Monday, January 22, 2007

A Scanner Darkly

In A Waking Life (2001) Richard Linklater laid animation on top of scenes that he had filmed using live actors. Animation allowed him to control ambiance and tone and perception in unconventional and sometimes uncanny ways. The animation in A Waking Life caused the characters and the world of the film as a whole always to be shimmering, shifting slightly from one frame to another, as if to signify the shifting lives and attitudes of the characters and some barely glimpsed higher state of being.

Linklater uses the same basic technique in A Scanner Darkly, though in this film the world as depicted through animation is more fixed and does not shift and shimmer. Instead, it is what happens to the characters that alters and subverts any sense of reality we may have. The film is based on a Philip K. Dick novel, and thus not surprisingly it pits individuals against an authoritative law enforcement agency, representative of an even larger impersonal and authoritative government, waging war against illegal drugs, in particular the drug called substance D, to which 20% of the population is addicted. The film is set seven or so years in the future.
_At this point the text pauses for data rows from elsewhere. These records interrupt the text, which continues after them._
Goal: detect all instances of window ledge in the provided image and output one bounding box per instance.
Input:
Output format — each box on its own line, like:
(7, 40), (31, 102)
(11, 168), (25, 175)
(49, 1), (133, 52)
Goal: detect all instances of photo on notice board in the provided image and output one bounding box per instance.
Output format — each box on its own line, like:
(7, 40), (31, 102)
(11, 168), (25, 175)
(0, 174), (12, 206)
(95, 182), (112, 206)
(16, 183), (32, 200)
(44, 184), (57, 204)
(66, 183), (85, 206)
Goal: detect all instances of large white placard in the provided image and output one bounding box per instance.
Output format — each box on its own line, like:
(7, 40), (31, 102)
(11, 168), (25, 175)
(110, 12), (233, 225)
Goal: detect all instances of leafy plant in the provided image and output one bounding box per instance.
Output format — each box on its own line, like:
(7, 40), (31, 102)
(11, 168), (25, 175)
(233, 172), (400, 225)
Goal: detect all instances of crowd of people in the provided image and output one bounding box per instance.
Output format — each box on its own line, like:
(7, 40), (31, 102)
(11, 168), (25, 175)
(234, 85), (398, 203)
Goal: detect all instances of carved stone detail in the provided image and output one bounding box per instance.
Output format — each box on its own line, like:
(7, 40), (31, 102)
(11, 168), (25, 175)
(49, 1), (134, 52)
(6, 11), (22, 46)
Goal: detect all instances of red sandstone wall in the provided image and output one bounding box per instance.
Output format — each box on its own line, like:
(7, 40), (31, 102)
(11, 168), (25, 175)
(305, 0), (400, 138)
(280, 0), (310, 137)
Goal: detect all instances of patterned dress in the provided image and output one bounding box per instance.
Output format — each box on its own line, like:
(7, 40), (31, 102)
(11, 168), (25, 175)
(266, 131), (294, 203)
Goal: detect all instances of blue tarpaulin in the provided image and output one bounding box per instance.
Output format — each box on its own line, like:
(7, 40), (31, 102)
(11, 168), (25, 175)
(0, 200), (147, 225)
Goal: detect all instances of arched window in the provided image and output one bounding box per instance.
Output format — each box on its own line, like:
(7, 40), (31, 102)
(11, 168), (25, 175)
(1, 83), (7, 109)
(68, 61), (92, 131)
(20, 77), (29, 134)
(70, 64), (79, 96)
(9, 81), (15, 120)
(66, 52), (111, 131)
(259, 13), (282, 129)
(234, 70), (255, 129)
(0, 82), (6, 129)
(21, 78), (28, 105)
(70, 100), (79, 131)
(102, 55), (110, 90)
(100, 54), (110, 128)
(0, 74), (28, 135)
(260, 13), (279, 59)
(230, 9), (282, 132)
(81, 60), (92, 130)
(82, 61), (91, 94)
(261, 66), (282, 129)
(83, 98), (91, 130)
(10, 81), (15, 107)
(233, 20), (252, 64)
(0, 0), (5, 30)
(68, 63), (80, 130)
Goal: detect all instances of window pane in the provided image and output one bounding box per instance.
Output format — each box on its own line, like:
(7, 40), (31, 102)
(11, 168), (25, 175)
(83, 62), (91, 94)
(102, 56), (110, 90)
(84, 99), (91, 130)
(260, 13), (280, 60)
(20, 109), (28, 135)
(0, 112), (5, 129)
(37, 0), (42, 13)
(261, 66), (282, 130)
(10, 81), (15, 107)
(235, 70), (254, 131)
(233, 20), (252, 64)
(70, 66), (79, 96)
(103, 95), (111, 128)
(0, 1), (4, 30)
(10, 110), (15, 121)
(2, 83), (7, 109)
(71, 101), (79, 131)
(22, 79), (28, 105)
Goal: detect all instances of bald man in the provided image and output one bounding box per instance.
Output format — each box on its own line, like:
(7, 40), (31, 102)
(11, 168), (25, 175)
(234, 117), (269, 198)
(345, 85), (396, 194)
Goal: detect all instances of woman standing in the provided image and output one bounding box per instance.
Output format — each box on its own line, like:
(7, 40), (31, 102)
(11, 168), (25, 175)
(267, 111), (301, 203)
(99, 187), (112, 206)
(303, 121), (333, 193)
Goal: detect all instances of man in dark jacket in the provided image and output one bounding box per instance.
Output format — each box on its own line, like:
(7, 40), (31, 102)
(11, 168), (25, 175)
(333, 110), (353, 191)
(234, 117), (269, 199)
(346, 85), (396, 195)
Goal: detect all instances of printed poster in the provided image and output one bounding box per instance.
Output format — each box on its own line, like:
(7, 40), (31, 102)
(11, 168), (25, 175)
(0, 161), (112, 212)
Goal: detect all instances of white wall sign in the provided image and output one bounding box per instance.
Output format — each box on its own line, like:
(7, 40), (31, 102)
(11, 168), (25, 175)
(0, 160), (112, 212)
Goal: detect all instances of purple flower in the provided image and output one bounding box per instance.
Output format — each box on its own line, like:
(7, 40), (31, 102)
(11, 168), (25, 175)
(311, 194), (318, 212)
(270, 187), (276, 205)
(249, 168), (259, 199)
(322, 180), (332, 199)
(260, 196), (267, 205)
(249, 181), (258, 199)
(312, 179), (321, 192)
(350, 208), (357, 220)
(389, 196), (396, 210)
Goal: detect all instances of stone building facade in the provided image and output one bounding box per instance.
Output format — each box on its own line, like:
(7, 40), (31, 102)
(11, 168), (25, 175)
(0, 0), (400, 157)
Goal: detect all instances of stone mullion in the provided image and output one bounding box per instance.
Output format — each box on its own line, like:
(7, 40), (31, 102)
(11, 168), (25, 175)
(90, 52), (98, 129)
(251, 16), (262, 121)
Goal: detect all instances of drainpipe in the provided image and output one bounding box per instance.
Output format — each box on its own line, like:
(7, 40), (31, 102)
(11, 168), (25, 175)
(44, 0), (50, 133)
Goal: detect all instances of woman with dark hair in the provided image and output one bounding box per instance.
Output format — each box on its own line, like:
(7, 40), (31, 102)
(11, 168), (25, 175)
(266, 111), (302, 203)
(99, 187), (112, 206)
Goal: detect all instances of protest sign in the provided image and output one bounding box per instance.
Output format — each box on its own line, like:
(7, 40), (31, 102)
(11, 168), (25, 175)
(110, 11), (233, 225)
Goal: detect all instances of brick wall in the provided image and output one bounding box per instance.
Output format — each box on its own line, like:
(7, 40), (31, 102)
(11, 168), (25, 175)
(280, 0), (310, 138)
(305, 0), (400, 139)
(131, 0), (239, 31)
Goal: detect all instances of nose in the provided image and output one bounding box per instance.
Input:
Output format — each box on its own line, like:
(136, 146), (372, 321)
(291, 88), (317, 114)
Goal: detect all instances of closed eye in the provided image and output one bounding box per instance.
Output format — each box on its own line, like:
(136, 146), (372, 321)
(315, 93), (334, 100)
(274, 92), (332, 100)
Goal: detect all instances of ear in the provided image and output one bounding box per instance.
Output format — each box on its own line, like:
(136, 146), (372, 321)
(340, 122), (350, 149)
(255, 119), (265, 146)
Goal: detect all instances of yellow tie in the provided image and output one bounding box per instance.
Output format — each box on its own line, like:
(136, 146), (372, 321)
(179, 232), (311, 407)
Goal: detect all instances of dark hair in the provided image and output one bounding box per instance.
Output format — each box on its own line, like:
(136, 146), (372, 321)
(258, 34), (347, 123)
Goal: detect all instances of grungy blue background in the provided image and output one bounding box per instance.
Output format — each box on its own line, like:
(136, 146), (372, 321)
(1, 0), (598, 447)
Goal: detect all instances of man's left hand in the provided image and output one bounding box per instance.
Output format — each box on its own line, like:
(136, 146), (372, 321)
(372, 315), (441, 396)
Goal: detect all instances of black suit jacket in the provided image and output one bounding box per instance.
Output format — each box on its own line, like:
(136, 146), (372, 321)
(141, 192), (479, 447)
Keanu Reeves plays an undercover agent for the agency that is waging war against substance D. In the course of the film he loses his family (which he may not have ever had to begin with), his friends, and his grip on reality. Close friends and loved ones betray him, or seem to. He makes terrible mistakes, or maybe he simply thinks he makes them. At first the film suggests that this loose grip on reality is the result of the drug to which Reeves is addicted, but ultimately it seems that other explanations may better apply. Through what happens to him, the film argues that to governments the individual doesn’t matter and is merely a pawn, to be used in whatever expedient way the government finds necessary.

I slept through portions of this film, and so I must admit that perhaps I slept through the portions that would have allowed me to make sense of the portions I did not sleep through. I should watch the film again. But it was difficult to make sense of, even though the basic outlines of the plot ultimately come murkily apparent.
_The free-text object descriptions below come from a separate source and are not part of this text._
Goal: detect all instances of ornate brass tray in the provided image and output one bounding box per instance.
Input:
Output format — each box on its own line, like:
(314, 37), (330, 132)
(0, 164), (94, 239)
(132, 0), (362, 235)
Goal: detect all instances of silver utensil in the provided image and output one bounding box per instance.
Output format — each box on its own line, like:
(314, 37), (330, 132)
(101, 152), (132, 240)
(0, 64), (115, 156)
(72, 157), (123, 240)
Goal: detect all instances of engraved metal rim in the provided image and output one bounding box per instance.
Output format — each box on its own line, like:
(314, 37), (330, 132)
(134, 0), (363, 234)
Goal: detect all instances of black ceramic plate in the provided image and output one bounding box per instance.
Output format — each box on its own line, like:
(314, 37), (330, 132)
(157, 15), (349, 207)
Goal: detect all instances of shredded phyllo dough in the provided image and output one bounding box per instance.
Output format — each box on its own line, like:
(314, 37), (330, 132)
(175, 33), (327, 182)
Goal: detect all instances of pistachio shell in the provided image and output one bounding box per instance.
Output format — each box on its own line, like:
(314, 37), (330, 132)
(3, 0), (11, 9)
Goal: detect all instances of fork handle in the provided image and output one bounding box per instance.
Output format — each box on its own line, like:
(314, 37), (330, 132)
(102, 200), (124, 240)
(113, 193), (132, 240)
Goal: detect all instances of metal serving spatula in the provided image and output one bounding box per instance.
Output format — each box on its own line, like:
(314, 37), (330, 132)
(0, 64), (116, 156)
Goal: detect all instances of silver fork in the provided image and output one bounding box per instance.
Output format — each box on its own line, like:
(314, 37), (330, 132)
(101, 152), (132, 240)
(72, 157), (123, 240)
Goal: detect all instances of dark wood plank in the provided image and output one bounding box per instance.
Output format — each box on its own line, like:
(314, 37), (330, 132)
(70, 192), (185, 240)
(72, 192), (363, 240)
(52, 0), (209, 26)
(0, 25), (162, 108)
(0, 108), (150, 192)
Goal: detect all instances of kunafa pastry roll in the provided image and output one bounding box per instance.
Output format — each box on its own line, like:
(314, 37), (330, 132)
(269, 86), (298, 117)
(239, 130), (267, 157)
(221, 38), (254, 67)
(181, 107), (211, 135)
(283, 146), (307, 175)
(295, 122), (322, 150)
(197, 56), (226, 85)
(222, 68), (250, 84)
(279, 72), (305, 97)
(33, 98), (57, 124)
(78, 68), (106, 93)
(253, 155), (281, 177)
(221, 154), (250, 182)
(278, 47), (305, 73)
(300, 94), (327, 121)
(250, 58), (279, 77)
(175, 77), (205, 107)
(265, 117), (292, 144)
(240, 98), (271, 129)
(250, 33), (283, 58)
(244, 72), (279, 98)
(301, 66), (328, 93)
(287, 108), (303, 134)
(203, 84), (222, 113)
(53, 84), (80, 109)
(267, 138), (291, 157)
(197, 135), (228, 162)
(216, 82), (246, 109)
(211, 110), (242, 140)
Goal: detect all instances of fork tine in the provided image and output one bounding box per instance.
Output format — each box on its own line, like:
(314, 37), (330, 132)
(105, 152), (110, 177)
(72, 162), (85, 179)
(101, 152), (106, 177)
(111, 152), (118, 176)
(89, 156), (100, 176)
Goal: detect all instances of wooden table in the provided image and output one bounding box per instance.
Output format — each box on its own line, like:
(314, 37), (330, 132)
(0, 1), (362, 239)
I reacted with ambiguity to the animation techniques in A Waking Life and have a similar reaction to the technique in A Scanner Darkly. The technique aims for animated realism. It’s usually easy to recognize the actors who are portraying the animated characters. There is no attempt to camouflage them, most of the time. The overall effect is one of unsettlement, estrangement from the plot and characters, irritation. In P. T. Anderson’s Punch-Drunk Love (2002) I was irritated for the first few scenes by the disjunctive soundtrack, but finally it took hold and made sense and worked in a way that I have to say A Scanner Darkly never quite achieved. What does the technique achieve? Could a conventionally filmed version of this story have worked better than this animated version? If the point of the technique is to subvert one’s sense of reality, to suggest that what we think is real may be only an illusion or a supposition imposed on us by someone or something else, this does not come out from the animation. The characters themselves, their lives and what happens to them, brings the idea out.

The characters in this film are portrayed as aging members of the Generation X—aimless, hopeless, lost. I prefer the Linklater of Before Sunset (2004) and Before Sunrise (1995).